Spark supports datetime of micro-of-second precision, which has up to 6 significant digits, but can parse nano-of-second with exceeded part truncated.
- Year: The count of letters determines the minimum field width below which padding is used. If the count of letters is two, then a reduced two digit form is used. For printing, this outputs the rightmost two digits. For parsing, this will parse using the base value of 2000, resulting in a year within the range 2000 to 2099 inclusive. If the count of letters is less than four (but not two), then the sign is only output for negative years. Otherwise, the sign is output if the pad width is exceeded when 'G' is not present.
- Zone ID(V): This outputs the display the time-zone ID. Pattern letter count must be 2.
- Zone names(z): This outputs the display textual name of the time-zone ID. If the count of letters is one, two or three, then the short name is output. If the count of letters is four, then the full name is output. Five or more letters will fail.

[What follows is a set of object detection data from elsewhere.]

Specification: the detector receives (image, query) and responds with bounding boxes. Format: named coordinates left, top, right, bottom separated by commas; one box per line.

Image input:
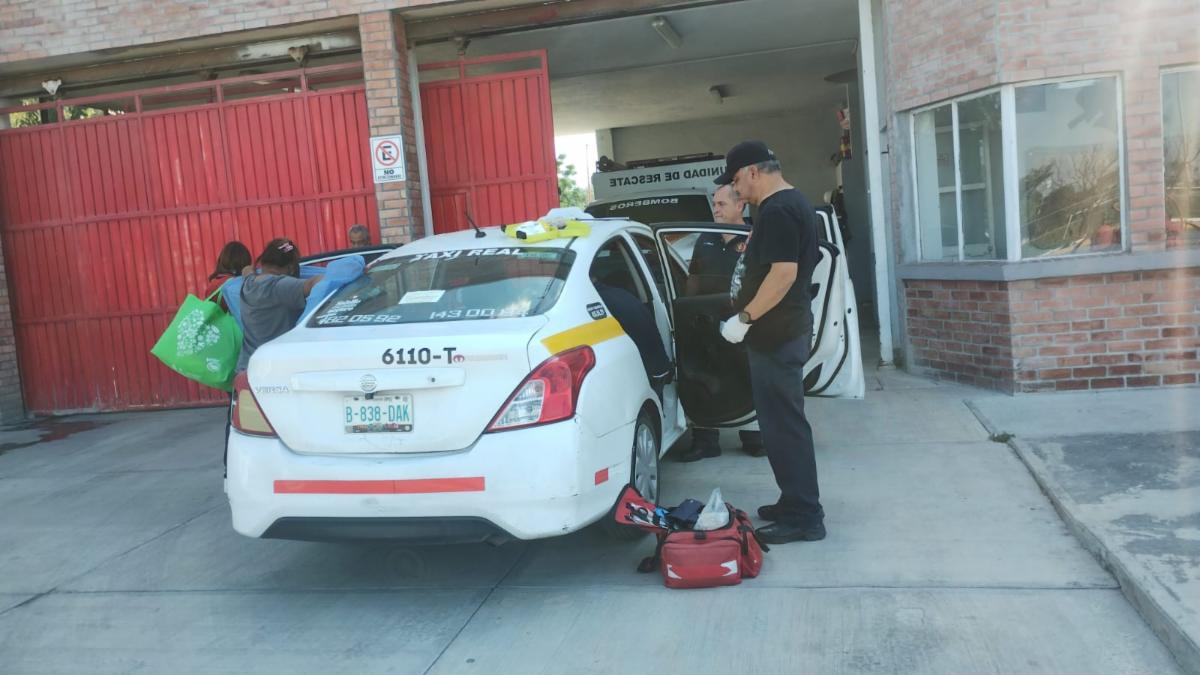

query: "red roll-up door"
left=0, top=66, right=378, bottom=413
left=420, top=50, right=558, bottom=233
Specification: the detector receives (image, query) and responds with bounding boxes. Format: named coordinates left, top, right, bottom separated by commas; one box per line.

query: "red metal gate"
left=0, top=66, right=378, bottom=413
left=420, top=50, right=558, bottom=233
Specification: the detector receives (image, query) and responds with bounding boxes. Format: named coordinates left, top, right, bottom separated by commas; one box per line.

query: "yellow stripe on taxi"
left=541, top=316, right=625, bottom=354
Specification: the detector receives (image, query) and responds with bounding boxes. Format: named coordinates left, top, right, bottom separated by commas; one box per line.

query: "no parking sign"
left=371, top=136, right=404, bottom=183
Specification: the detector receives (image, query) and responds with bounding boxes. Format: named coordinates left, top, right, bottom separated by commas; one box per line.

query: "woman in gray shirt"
left=238, top=238, right=322, bottom=371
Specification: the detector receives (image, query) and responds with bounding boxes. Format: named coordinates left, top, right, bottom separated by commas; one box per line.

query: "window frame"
left=906, top=74, right=1123, bottom=264
left=1158, top=62, right=1200, bottom=247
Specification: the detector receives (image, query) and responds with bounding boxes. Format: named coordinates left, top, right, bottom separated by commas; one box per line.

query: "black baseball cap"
left=713, top=141, right=775, bottom=185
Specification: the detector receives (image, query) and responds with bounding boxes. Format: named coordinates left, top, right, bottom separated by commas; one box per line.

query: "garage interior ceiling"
left=416, top=0, right=858, bottom=135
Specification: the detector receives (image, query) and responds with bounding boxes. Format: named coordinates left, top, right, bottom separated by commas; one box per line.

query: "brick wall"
left=905, top=268, right=1200, bottom=392
left=359, top=12, right=424, bottom=243
left=884, top=0, right=1200, bottom=251
left=0, top=0, right=448, bottom=62
left=905, top=280, right=1015, bottom=392
left=1008, top=268, right=1200, bottom=392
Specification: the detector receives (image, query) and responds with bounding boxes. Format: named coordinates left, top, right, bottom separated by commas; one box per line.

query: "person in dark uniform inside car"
left=679, top=185, right=767, bottom=461
left=592, top=275, right=671, bottom=402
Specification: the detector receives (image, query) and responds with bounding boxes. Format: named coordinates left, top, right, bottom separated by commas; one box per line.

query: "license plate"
left=342, top=394, right=413, bottom=434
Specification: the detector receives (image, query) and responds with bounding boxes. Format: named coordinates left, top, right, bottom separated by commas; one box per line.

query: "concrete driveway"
left=0, top=371, right=1177, bottom=674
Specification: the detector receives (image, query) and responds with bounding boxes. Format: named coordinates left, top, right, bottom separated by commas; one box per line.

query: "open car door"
left=804, top=207, right=866, bottom=399
left=654, top=211, right=865, bottom=417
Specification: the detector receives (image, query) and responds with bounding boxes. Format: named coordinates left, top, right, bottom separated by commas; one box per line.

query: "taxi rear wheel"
left=602, top=410, right=659, bottom=542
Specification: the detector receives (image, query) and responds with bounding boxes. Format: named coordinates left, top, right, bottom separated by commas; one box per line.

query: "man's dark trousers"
left=746, top=334, right=824, bottom=526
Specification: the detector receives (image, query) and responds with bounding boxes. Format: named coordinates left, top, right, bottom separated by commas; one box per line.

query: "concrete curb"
left=962, top=400, right=1200, bottom=674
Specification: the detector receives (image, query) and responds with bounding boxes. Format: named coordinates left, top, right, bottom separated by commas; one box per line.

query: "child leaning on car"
left=238, top=238, right=324, bottom=372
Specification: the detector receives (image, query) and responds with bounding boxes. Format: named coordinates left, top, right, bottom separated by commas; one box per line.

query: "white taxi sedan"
left=226, top=213, right=863, bottom=543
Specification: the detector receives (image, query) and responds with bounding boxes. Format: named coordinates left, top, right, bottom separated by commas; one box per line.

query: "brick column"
left=0, top=237, right=25, bottom=426
left=359, top=11, right=424, bottom=243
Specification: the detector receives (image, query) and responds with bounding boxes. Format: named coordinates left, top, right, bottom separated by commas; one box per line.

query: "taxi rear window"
left=308, top=246, right=575, bottom=328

- Offset X and x: This formats the offset based on the number of pattern letters. One letter outputs just the hour, such as '+01', unless the minute is non-zero in which case the minute is also output, such as '+0130'. Two letters outputs the hour and minute, without a colon, such as '+0130'. Three letters outputs the hour and minute, with a colon, such as '+01:30'. Four letters outputs the hour and minute and optional second, without a colon, such as '+013015'. Five letters outputs the hour and minute and optional second, with a colon, such as '+01:30:15'. Six or more letters will fail. Pattern letter 'X' (upper case) will output 'Z' when the offset to be output would be zero, whereas pattern letter 'x' (lower case) will output '+00', '+0000', or '+00:00'.
- Offset O: This formats the localized offset based on the number of pattern letters. One letter outputs the short form of the localized offset, which is localized offset text, such as 'GMT', with hour without leading zero, optional 2-digit minute and second if non-zero, and colon, for example 'GMT+8'. Four letters outputs the full form, which is localized offset text, such as 'GMT, with 2-digit hour and minute field, optional second field if non-zero, and colon, for example 'GMT+08:00'. Any other count of letters will fail.

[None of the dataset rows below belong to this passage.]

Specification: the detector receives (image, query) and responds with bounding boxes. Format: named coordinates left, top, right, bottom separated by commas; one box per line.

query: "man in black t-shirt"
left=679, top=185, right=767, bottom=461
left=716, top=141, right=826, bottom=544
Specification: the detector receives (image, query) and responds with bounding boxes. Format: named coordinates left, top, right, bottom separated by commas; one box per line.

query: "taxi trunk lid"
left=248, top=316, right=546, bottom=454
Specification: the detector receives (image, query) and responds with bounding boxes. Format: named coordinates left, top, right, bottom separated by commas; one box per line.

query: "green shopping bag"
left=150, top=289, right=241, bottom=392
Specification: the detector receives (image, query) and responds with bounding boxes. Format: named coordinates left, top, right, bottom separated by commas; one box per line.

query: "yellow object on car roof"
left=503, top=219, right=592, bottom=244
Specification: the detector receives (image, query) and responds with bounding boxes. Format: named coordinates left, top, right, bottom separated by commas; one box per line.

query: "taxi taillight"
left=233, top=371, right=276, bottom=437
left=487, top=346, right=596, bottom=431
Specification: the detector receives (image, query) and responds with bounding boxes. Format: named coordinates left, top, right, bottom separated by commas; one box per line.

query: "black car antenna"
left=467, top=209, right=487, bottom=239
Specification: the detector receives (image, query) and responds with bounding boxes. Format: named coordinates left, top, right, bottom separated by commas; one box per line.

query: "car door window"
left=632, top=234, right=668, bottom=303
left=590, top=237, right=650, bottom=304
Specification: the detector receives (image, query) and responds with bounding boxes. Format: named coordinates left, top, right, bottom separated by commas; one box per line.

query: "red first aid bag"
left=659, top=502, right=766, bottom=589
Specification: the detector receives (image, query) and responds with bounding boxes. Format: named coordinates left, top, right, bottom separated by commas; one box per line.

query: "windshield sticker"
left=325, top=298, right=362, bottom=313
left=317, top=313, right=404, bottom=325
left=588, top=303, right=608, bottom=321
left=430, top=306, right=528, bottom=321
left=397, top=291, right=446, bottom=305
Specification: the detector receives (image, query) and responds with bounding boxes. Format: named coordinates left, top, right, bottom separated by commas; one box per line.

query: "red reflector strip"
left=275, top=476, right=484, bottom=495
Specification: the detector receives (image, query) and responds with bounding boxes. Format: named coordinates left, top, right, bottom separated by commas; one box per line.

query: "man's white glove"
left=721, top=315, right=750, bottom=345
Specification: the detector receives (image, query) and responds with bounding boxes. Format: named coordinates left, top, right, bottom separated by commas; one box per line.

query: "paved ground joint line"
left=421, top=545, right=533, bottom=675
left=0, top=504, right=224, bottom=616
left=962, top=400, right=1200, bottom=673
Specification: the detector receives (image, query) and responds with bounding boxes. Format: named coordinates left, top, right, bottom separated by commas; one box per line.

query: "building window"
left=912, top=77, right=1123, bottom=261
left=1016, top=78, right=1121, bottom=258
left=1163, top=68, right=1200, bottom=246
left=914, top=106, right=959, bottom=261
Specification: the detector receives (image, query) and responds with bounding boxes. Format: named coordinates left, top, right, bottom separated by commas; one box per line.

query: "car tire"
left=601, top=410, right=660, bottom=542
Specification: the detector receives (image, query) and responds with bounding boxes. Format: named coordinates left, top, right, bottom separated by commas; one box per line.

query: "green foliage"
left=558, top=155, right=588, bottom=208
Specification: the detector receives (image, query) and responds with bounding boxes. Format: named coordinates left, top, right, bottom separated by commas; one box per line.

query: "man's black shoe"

- Offset Z: This formats the offset based on the number of pattern letters. One, two or three letters outputs the hour and minute, without a colon, such as '+0130'. The output will be '+0000' when the offset is zero. Four letters outputs the full form of localized offset, equivalent to four letters of Offset-O. The output will be the corresponding localized offset text if the offset is zero. Five letters outputs the hour, minute, with optional second if non-zero, with colon. It outputs 'Z' if the offset is zero. Six or more letters will fail.
- Optional section start and end: Use `[]` to define an optional section and maybe nested.
During formatting, all valid data will be output even it is in the optional section.
During parsing, the whole section may be missing from the parsed string.
An optional section is started by `[` and ended using `]` (or at the end of the pattern).
More details for the text style:
- Short Form: Short text, typically an abbreviation. For example, day-of-week Monday might output "Mon".
- Full Form: Full text, typically the full description. For example, day-of-week Monday might output "Monday".
- Narrow Form: Narrow text, typically a single letter. For example, day-of-week Monday might output "M".